Perhaps, thought Han Fei-tzu, but it was much easier for the godspoken to follow the Path, because to them the price for straying from it was so terrible. The common people were free; they could leave the Path and not feel the pain of it for years. The godspoken couldn't leave the Path for an hour.
I will. I promise.
But he couldn't say the words out loud. He did not know why, but his reluctance was deep.
In the silence, as she waited for his vow, they heard the sound of running feet on the gravel outside the front door of the house. It could only be Qing-jao, home from the garden of Sun Cao-pi. Only Qing-jao was allowed to run and make noise during this time of hush, They waited, knowing that she would come straight to her mother's room.
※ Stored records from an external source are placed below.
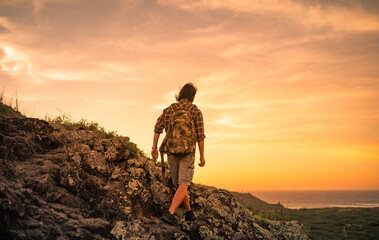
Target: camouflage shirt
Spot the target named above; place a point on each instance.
(164, 120)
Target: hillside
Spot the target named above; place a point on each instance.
(58, 182)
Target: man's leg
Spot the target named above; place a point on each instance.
(180, 196)
(186, 203)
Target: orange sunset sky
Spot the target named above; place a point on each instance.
(289, 89)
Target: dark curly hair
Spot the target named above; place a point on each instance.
(187, 91)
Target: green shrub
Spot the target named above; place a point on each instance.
(69, 124)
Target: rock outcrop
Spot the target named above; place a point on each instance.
(62, 184)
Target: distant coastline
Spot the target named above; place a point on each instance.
(321, 198)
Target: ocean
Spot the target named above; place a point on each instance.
(321, 199)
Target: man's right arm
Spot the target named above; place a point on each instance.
(154, 150)
(158, 129)
(201, 150)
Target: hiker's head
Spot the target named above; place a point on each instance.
(187, 91)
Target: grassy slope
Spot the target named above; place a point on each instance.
(7, 111)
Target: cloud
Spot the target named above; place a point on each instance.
(338, 17)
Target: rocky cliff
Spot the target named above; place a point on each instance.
(60, 183)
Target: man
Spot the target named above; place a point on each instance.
(181, 166)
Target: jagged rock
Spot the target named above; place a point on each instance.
(61, 184)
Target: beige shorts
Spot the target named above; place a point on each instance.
(181, 168)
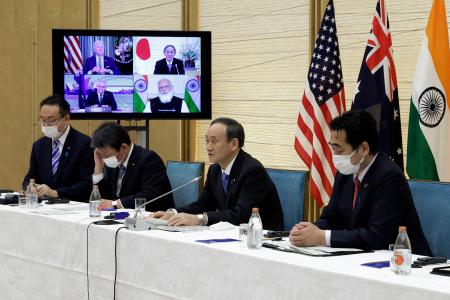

The door slid open almost noiselessly. Even Qing-jao had caught enough of the hush to walk softly when she was actually in the presence of her mother. Though she walked on tiptoe, she could hardly keep from dancing, almost galloping across the floor. But she did not fling her arms around her mother's neck; she remembered that lesson even though the terrible bruise had faded from Jiang-qing's face, where Qing-jao's eager embrace had broken her jaw three months ago.
"I counted twenty-three white carp in the garden stream," said Qing-jao.
"So many," said Jiang-qing.
"I think they were showing themselves to me," said Qing-jao. "So I could count them. None of them wanted to be left out."
"Love you," whispered Jiang-qing.
Han Fei-tzu heard a new sound in her breathy voice-- a popping sound, like bubbles bursting with her words.
"Do you think that seeing so many carp means that I will be godspoken?" asked Qing-jao.
"I will ask the gods to speak to you," said Jiang-qing.
Suddenly Jiang-qing's breathing became quick and harsh. Han Fei-tzu immediately knelt and looked at his wife. Her eyes were wide and frightened. The moment had come.
Her lips moved. Promise me, she said, though her breath could make no sound but gasping.
"I promise," said Han Fei-tzu.
Then her breathing stopped.
"What do the gods say when they talk to you?" asked Qing-jao.
"Your mother is very tired," said Han Fei-tzu. "You should go out now."
"But she didn't answer me. What do the gods say?"
"They tell secrets," said Han Fei-tzu. "No one who hears will repeat them."
Qing-jao nodded wisely. She took a step back, as if to leave, but stopped. "May I kiss you, Mama?"
"Lightly on the cheek," said Han Fei-tzu.
Qing-jao, being small for a four-year-old, did not have to bend very far at all to kiss her mother's cheek. "I love you, Mama."